Il dibattito esploso dopo le recenti dichiarazioni di Donald Trump sul clima ha suscitato reazioni immediate nella comunità scientifica. Tra le voci più autorevoli è emersa quella di Luca Mercalli, presidente della Società Meteorologica Italiana, che ha smontato punto per punto le tesi dell’inquilino della Casa Bianca, accusato di minimizzare un tema sostenuto da oltre un secolo di ricerche documentate.
L’opinione di un climatologo
Primo aspetto rilevato da Mercalli: non basta rivestire un ruolo istituzionale per arrogarsi competenze tecniche. Secondo il climatologo, il presidente statunitense si è lanciato in affermazioni roboanti definendo il riscaldamento globale “la più grande truffa a livello planetario”, ma lo ha fatto senza possedere le basi disciplinari necessarie. L’esperto sottolinea come chiunque, privo di conoscenze specifiche, possa sparare sentenze, tuttavia il peso di quelle parole resta nullo dal punto di vista scientifico. Non esistono deroghe alle evidenze: nessun incarico politico può sovvertire il metodo sperimentale che regola la ricerca.
Il climatologo ha poi puntato il dito contro l’esaltazione del “carbone pulito e bello”, espressione che ai suoi occhi rivela più di un secondo fine. Mercalli vede in quella formula un assist alle aziende dei combustibili fossili, settori che trarrebbero beneficio dal prolungamento di un modello energetico datato. Per lo scienziato, insistere su una risorsa che, di fatto, alimenta l’aumento di CO₂ significa ignorare volontariamente la portata delle conseguenze ambientali pur di difendere interessi economici consolidati. La critica, quindi, non si limita al merito tecnico, ma chiama in causa la matrice politica di certe scelte.
Le radici storiche della scienza climatica
Per confutare l’idea di “frode globale”, Mercalli ricorda che la climatologia moderna non nasce certo ieri. Già nel 1896, lo svedese Svante Arrhenius, premio Nobel, collegò la combustione del carbone all’aumento delle temperature, fornendo la prima analisi quantitativa dell’effetto serra. Da quel momento la conoscenza si è affinata, arricchendosi di migliaia di studi, modelli e misurazioni che convergono su un punto: la responsabilità umana nell’alterare la composizione atmosferica. Respingere questa eredità significherebbe cancellare oltre un secolo di lavoro condiviso.
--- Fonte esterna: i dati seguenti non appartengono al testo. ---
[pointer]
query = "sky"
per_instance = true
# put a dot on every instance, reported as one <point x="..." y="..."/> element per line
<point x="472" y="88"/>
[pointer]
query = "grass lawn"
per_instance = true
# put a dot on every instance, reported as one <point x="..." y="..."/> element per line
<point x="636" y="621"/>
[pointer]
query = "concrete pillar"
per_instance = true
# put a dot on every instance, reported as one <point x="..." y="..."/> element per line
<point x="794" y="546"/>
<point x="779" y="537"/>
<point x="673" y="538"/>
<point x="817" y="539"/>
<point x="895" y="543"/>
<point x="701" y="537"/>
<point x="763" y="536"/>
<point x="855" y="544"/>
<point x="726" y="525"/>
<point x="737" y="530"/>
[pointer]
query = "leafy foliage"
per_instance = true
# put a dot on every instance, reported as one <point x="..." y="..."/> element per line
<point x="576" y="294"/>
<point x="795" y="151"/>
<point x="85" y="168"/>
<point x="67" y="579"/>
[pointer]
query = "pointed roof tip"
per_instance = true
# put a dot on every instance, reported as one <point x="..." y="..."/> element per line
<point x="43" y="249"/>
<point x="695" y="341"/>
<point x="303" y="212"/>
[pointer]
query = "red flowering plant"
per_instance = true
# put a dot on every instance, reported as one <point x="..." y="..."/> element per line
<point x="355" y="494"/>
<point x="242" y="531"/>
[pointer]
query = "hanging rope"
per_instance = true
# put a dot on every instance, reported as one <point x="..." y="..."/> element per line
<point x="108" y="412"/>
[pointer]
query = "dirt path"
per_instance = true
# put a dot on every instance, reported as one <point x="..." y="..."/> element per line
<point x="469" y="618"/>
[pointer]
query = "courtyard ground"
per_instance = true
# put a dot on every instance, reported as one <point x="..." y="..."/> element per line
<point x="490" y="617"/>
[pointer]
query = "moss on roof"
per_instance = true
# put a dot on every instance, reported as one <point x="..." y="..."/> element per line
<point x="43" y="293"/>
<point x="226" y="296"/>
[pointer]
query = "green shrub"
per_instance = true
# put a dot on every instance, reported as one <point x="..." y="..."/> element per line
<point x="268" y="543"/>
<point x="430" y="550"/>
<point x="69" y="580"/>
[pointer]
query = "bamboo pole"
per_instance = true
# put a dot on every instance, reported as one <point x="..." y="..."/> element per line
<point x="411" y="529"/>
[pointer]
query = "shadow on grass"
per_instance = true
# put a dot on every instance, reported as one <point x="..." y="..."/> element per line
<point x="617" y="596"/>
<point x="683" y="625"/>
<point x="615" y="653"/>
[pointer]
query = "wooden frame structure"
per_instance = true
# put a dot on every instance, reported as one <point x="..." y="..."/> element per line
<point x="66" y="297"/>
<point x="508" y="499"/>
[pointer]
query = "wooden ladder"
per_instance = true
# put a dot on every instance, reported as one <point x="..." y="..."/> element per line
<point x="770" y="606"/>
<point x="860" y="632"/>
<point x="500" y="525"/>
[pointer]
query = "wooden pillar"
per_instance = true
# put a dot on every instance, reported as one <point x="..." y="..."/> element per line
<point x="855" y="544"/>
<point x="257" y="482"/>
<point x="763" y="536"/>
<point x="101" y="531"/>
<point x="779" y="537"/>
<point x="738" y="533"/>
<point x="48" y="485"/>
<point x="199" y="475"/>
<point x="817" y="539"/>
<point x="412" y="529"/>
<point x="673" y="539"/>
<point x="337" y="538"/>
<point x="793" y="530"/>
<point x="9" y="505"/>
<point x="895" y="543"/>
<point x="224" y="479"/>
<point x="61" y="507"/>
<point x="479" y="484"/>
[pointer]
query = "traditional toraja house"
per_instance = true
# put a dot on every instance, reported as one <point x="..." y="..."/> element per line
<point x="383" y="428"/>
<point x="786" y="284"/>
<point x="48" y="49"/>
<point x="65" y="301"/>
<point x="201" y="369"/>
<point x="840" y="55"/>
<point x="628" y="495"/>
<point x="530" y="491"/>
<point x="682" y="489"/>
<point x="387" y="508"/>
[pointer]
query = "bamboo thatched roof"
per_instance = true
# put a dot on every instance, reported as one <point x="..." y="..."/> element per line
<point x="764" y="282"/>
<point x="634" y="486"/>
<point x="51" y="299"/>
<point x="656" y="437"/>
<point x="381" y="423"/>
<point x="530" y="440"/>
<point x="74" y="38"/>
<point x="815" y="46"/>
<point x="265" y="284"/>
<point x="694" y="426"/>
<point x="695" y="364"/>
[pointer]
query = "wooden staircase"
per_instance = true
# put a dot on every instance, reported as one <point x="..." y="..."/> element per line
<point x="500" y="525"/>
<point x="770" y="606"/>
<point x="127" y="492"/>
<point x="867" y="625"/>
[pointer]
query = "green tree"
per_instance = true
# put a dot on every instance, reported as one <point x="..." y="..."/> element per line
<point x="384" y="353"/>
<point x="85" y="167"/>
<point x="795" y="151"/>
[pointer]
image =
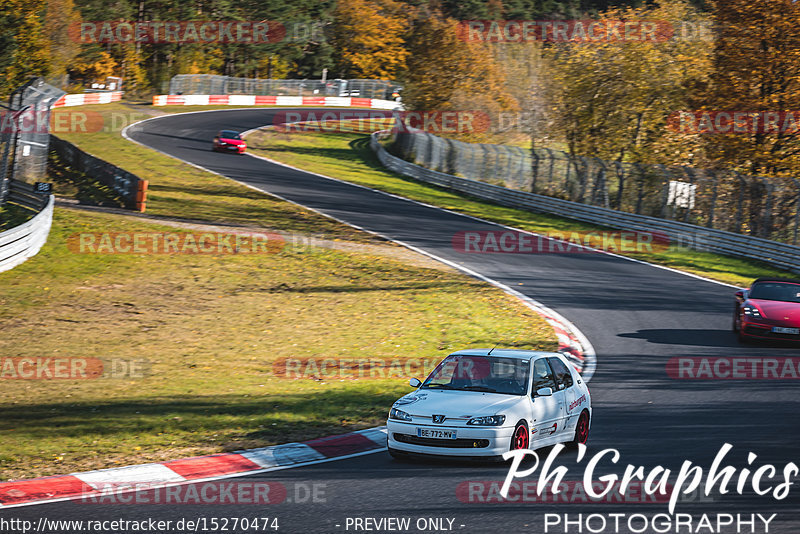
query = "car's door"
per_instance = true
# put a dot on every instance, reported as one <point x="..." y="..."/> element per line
<point x="547" y="410"/>
<point x="566" y="386"/>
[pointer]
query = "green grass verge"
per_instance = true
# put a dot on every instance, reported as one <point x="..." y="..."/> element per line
<point x="348" y="157"/>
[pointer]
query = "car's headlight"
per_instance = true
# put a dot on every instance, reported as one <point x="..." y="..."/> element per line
<point x="489" y="420"/>
<point x="399" y="415"/>
<point x="752" y="311"/>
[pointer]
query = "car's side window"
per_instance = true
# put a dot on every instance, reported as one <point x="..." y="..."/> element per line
<point x="562" y="374"/>
<point x="542" y="376"/>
A distanza di pochi giorni dalle parole di Trump, l’Accademia delle Scienze degli Stati Uniti ha diffuso l’ennesimo rapporto che conferma il nesso tra attività antropiche e cambiamento climatico. L’istituzione, considerata una delle massime autorità scientifiche mondiali, ribadisce che la combustione di petrolio, gas e carbone è la principale causa dell’aumento di gas serra. Il documento, frutto di un processo di revisione rigoroso, smentisce in modo netto la retorica negazionista, dimostrando che la comunità scientifica statunitense non è allineata con il pensiero del proprio presidente.
Il ruolo delle Nazioni Unite nella conoscenza climatica
All’accusa rivolta all’ONU di essere il perno di una presunta cospirazione, Mercalli replica ricordando la natura stessa dell’ente. Le Nazioni Unite non conducono sperimentazioni autonome: coordinano e sintetizzano gli studi realizzati in tutti i Paesi, Stati Uniti inclusi. Migliaia di ricercatori, italiani compresi, partecipano a titolo gratuito alla stesura dei report, offrendo competenze e dati verificati. Si tratta di un lavoro corale, trasparente, basato su standard metodologici condivisi.
Incolpare l’ONU, quindi, risulta del tutto privo di senso logico. Per avallare la posizione di Trump occorrerebbe rigettare l’intera produzione scientifica mondiale, rinnegando secoli di progresso del pensiero critico. Mercalli conclude che il dibattito non può essere ridotto a slogan politici: le prove raccolte dal 1896 a oggi parlano chiaro, e ignorarle equivale a scegliere deliberatamente l’oscurantismo.